Besides lethal munitions, this stretch of the Jordan River—perhaps 25 feet wide and a few feet deep—is so polluted that any sign of aquatic life is worth celebrating. Part of the reason is water scarcity: In the past five decades the Jordan has lost more than 90 percent of its normal flow. Upstream, at the Sea of Galilee, the river's fresh waters are diverted via Israel's National Water Carrier to the cities and farms of Israel, while dams built by Jordan and Syria claim a share of the river's tributaries, mostly for agriculture. So today the lower Jordan is practically devoid of clean water, bearing instead a toxic brew of saline water and liquid waste that ranges from raw sewage to agricultural runoff, fed into the river's vein like some murky infusion of tainted blood.
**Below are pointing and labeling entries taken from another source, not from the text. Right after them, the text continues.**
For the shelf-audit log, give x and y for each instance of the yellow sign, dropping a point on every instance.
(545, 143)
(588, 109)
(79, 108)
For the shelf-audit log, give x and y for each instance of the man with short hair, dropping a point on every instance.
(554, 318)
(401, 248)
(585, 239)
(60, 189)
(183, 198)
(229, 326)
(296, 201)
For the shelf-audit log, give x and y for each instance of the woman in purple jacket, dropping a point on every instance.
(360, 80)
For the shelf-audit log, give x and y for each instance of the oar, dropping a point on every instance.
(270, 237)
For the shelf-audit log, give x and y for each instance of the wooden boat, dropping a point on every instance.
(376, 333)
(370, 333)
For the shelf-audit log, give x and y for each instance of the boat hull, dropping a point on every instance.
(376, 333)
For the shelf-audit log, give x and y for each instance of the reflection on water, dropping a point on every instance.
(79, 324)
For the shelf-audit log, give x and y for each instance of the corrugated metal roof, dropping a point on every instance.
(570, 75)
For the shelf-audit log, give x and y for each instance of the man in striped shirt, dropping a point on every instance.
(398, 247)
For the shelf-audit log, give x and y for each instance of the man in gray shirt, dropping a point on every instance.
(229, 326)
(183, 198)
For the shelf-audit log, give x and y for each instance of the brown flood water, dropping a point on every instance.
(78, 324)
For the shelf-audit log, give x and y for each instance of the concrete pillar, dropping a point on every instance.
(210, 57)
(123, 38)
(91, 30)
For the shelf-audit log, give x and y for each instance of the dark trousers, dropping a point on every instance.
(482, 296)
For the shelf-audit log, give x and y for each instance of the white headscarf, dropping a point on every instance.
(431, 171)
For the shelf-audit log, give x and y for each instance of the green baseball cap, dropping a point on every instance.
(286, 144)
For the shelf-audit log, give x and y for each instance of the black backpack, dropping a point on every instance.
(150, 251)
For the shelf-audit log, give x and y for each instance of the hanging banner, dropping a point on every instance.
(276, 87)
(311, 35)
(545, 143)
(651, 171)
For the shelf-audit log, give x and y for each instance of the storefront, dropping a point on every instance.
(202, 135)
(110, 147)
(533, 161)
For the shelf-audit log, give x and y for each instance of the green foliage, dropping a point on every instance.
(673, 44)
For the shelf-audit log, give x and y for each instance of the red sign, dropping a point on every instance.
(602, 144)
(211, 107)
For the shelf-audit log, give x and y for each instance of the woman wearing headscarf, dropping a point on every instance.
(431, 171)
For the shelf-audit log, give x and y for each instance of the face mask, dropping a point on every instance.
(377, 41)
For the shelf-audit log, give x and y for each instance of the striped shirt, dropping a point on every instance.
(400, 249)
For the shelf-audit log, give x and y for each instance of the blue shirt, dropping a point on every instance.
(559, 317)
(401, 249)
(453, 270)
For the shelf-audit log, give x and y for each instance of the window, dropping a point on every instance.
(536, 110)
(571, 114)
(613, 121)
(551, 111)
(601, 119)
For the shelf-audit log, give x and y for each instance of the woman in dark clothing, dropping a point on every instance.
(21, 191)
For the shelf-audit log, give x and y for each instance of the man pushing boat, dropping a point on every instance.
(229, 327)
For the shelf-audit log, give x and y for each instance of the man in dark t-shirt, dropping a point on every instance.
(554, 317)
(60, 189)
The fight over the Jordan illustrates the potential for conflict over water that exists throughout the world. We live on a planet where neighbors have been clubbing each other over rivers for thousands of years. (The word "rival," from the Latin rivalis, originally described competitors for a river or stream.) Worldwide, a long list of watersheds brims with potential clashes: between India and Pakistan over the Indus; Ethiopia and Egypt over the Nile; Turkey and Syria over the Euphrates; Botswana and Namibia over the Okavango. Yet according to researchers at Oregon State University, of the 37 actual military conflicts over water since 1950, 32 took place in the Middle East; 30 of them involved Israel and its Arab neighbors. Of those, practically all were over the Jordan River and its tributaries, which supply millions of people with water for drinking, bathing, and farming.